My other qualms with this game come from the lack of detail and seemingly stupid decisions made from the developers. For example, you can only ever change your simulation and race settings before a race weekend in career. This means that if you set the difficulty too high or would like to turn on some assists, unless you do it before you begin the weekend you’re stuck with them. I had to throw away the first two events of the season for this very reason – ridiculous when every other game lets you change them mid-race, and if not, from the main menu. The punishment/warning system is the game is also fairly tolerant where corner cutting often goes un-noticed or inconsistencies where the AI are able to ride on grass with no impact on their performance while the same actions by the player would almost see you thrown off instantly. The game also essentially forces players to select simulation physics from the get-go unless you’re keen on racing with the obtrusive racing line – an option which should be available to turn off/on irrespective of the difficulty.

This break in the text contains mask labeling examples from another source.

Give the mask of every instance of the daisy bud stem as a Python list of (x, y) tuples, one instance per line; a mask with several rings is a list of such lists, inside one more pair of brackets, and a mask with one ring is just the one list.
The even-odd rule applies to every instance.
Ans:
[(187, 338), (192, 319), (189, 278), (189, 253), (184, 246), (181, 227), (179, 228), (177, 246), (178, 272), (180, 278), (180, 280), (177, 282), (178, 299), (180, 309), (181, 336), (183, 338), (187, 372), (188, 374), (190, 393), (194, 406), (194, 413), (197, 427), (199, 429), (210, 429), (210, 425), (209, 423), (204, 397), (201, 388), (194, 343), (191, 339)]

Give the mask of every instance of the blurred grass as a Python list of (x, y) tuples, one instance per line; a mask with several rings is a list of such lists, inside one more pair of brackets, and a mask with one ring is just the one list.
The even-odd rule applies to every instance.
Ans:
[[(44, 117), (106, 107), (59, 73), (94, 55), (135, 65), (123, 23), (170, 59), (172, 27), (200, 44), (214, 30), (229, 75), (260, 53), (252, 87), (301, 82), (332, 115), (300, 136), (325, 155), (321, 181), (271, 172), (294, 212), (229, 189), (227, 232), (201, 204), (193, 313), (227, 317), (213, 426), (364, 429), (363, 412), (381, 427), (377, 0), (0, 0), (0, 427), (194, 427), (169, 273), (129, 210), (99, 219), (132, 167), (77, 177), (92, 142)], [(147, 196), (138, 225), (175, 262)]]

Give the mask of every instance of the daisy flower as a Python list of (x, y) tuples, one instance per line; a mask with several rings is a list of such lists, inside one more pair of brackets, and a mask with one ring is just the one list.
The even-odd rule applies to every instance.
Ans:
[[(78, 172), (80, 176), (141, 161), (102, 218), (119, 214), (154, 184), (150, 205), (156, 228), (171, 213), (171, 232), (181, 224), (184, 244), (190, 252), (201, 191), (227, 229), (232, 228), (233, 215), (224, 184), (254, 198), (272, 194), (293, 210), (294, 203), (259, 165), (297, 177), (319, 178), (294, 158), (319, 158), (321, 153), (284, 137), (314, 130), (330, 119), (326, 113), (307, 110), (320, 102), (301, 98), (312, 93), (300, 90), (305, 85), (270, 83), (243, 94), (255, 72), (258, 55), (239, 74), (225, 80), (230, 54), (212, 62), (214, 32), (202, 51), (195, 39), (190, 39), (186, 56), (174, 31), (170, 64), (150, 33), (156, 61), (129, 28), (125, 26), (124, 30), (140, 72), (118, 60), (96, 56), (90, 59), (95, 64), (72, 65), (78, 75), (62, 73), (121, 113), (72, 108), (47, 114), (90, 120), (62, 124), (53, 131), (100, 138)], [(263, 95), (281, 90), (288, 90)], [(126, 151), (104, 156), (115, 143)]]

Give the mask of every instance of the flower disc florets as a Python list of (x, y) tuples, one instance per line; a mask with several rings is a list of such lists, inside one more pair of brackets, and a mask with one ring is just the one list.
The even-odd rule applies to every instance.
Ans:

SBK Generations won’t be in contention for the best racing game of the year and nor is it the best-looking, but it’s definitely the greatest motorbike game on the market as far as I’m concerned and an overall solid racer at that. The game is not without its flaws but any issues I had were overcome once I started to understand bike mechanics a little better and found myself becoming more competitive. I’ve never crashed or fell off as much in other games as I have with this one, but the satisfaction you get when you qualify first and then go on to win the race is unbelievably rewarding. Generations features three physics settings to cater for all types of players but games like these never really appeal to the masses and unless you’re playing on full simulation, you’re wasting your time. SBK Generations may be a title that only racing and motorbike fans will enjoy, but this means the developers don’t ruin the game for an audience that doesn’t care (such as the last few DiRT titles). If you love speed and if you love racing, SBK Generations is a game you owe to yourself to check out. It might not look as good as Forza Motorsport 4 but believe me, it plays much better.